Building Causal Inference Models to Predict Fault Understanding and Intervene in Code Inspection Tasks
In this talk I will present the theory and results on two methodological issues that I face in my research: (1) how to build models for counterfactual thinking (with respect to the accuracy of fault understanding)? (2) how to evaluate modeling assumptions (through sensitivity analysis, choices for Bayesian priors, and instances of class imbalance)?
Structured abstract
[Context] Software programmers can spend up to 40 percent of their time searching for the causes of software failures. To alleviate that, programmers use debugging tools and techniques to reduce the search space for software faults (bugs).
[Research Problem] However, these techniques assume ”perfect fault understanding”, which means that the programmer will always correctly identify the bug if the programmer is presented with the source code lines containing the bug. Since this is not true, programmers waste time with invalid bug fixes and, hence, lose confidence in the debugging tools.

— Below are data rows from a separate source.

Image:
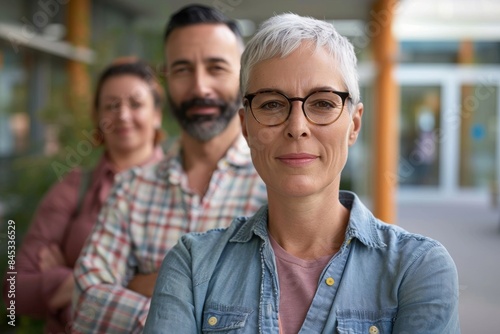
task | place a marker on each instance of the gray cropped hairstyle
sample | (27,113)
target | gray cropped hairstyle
(280,35)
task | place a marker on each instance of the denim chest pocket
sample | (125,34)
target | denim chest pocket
(224,318)
(369,322)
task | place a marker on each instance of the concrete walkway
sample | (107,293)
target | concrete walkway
(471,233)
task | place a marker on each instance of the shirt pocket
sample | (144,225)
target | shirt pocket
(224,318)
(362,321)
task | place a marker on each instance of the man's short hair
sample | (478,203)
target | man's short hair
(197,14)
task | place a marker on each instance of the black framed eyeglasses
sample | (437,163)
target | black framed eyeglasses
(272,108)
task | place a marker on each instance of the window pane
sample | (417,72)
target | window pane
(419,146)
(478,135)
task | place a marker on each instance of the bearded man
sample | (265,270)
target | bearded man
(206,180)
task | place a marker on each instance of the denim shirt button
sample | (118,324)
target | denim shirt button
(330,281)
(212,321)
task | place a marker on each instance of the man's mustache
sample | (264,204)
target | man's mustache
(202,102)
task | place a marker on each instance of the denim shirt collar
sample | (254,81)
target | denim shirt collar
(362,224)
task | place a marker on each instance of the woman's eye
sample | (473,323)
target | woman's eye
(272,105)
(324,105)
(111,106)
(135,105)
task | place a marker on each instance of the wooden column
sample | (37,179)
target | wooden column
(465,57)
(386,139)
(78,34)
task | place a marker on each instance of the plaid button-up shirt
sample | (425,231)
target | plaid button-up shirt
(146,213)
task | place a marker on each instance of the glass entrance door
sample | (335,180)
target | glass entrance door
(478,136)
(420,114)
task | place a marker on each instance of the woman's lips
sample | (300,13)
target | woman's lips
(297,159)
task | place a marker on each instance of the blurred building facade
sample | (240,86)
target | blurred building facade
(448,71)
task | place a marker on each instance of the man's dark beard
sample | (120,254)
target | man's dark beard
(205,127)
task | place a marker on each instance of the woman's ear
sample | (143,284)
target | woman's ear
(355,126)
(241,113)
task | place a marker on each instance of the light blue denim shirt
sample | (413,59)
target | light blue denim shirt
(383,280)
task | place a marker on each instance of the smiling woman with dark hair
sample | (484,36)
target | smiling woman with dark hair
(127,113)
(315,259)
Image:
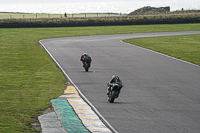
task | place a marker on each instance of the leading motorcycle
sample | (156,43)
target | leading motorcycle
(86,66)
(113,92)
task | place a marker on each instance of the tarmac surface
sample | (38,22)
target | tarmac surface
(160,93)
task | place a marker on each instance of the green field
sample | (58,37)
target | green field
(29,77)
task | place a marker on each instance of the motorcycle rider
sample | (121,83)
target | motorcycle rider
(114,80)
(85,58)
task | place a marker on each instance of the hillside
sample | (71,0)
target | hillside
(150,10)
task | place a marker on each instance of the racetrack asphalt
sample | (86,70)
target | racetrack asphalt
(160,93)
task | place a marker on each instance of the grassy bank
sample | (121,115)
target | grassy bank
(101,21)
(29,78)
(185,47)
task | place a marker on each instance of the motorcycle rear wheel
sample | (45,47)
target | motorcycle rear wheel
(112,96)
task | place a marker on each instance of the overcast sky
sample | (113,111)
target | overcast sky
(66,1)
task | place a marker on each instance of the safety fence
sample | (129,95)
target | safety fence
(98,23)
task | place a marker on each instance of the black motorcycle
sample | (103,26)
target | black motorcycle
(114,92)
(86,66)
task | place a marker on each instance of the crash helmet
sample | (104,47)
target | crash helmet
(114,76)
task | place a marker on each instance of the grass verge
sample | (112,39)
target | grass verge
(29,77)
(185,47)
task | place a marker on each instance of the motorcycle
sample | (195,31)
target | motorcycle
(114,92)
(86,66)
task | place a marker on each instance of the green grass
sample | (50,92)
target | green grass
(28,76)
(185,47)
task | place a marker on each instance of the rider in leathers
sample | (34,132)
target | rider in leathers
(84,57)
(115,80)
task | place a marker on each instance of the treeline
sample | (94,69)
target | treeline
(100,21)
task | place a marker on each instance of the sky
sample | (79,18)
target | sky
(67,1)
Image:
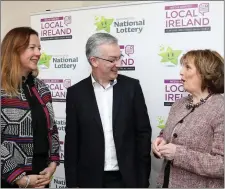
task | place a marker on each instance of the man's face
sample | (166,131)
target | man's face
(108,70)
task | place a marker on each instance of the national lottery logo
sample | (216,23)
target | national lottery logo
(174,90)
(169,56)
(58,88)
(119,25)
(56,28)
(187,18)
(57,61)
(128,62)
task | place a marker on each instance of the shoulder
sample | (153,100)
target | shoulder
(123,78)
(41,85)
(216,103)
(179,103)
(79,85)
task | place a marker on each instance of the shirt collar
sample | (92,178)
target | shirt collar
(112,83)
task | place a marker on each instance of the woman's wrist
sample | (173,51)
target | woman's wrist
(23,182)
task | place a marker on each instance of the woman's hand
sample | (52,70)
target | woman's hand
(47,175)
(33,179)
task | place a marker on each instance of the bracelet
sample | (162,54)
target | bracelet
(27,183)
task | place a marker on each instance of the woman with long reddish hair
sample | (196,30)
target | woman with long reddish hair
(30,144)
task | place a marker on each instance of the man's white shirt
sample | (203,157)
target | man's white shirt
(104,97)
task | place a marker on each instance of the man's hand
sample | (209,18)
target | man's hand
(159,141)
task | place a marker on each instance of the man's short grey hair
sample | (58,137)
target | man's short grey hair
(95,41)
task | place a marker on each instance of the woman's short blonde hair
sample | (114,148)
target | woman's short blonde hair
(210,65)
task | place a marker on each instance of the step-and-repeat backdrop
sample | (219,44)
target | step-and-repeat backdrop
(152,38)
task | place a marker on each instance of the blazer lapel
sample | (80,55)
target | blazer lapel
(116,99)
(93,104)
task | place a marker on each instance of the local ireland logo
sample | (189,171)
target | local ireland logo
(169,55)
(103,23)
(161,123)
(44,61)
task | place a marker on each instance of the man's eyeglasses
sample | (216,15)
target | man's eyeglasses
(111,61)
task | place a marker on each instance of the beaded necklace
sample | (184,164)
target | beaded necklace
(191,105)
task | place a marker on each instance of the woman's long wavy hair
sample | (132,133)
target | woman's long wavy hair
(14,43)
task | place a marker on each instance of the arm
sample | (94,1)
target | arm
(143,137)
(55,146)
(10,170)
(71,142)
(205,164)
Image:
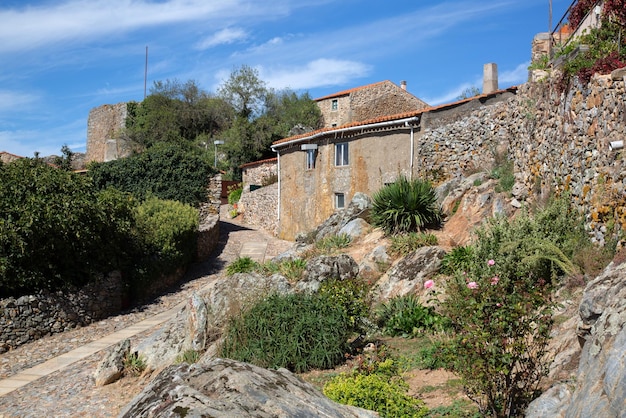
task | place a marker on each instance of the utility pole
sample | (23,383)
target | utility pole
(145,75)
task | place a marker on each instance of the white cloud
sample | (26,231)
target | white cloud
(318,73)
(81,20)
(516,76)
(14,100)
(225,36)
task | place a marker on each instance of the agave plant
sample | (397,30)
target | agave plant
(405,206)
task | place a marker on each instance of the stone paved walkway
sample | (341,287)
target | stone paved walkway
(52,377)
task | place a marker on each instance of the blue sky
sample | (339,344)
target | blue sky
(60,59)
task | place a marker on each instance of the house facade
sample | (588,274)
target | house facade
(319,172)
(367,102)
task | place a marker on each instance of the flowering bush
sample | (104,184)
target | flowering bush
(501,332)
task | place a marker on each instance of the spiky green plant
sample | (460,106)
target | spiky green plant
(405,206)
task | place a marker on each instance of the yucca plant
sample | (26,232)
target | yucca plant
(405,206)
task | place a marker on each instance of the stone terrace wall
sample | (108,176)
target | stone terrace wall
(31,317)
(558,142)
(260,208)
(259,172)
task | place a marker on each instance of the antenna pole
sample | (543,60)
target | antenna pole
(145,75)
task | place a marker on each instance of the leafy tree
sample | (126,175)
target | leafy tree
(245,91)
(176,112)
(56,230)
(166,171)
(65,162)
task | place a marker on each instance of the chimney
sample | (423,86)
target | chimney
(490,78)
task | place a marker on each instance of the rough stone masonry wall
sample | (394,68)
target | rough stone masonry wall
(558,142)
(260,208)
(259,174)
(31,317)
(103,127)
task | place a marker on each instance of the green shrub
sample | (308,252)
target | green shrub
(292,269)
(167,171)
(499,303)
(406,316)
(404,244)
(56,230)
(405,206)
(234,193)
(242,265)
(169,230)
(505,175)
(333,242)
(188,356)
(299,332)
(134,364)
(386,395)
(458,259)
(351,295)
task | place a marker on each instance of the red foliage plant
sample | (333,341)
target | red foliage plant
(616,9)
(602,66)
(579,11)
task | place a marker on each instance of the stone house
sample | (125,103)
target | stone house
(7,157)
(367,102)
(319,172)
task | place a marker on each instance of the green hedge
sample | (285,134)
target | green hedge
(55,229)
(166,171)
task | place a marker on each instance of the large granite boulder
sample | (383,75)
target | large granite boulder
(599,389)
(227,388)
(408,274)
(358,208)
(198,326)
(326,267)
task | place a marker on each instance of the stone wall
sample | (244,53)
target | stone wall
(28,318)
(208,229)
(103,131)
(259,172)
(260,207)
(367,102)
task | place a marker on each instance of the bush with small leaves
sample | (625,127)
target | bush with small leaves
(403,244)
(299,332)
(242,265)
(405,206)
(406,316)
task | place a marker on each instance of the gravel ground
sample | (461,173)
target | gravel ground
(71,392)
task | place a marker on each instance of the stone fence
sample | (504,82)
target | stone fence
(31,317)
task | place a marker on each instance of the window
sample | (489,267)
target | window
(310,159)
(341,154)
(340,201)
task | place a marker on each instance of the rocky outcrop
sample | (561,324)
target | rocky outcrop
(227,388)
(325,267)
(599,389)
(359,207)
(199,325)
(408,274)
(111,367)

[Approach] I study how to mitigate this problem by predicting when programmers are accurate in their identification of the software fault.
[Data] I performed two large field experiments with real bugs from popular open source software projects and more than one thousand programmers recruited on the Amazon Mechanical Turk platform. I used the data from one of these experiments to validate assumptions via a third controlled experiment with programmers recruited among industry practitioners and graduate students.
[Results] My results are promising in a sense that I could uncover a set of prediction factors based on task attributes and programmers’ profiles. These factors were combined into distinct models that can predict with different levels of precision and recall when a fault is correctly identified.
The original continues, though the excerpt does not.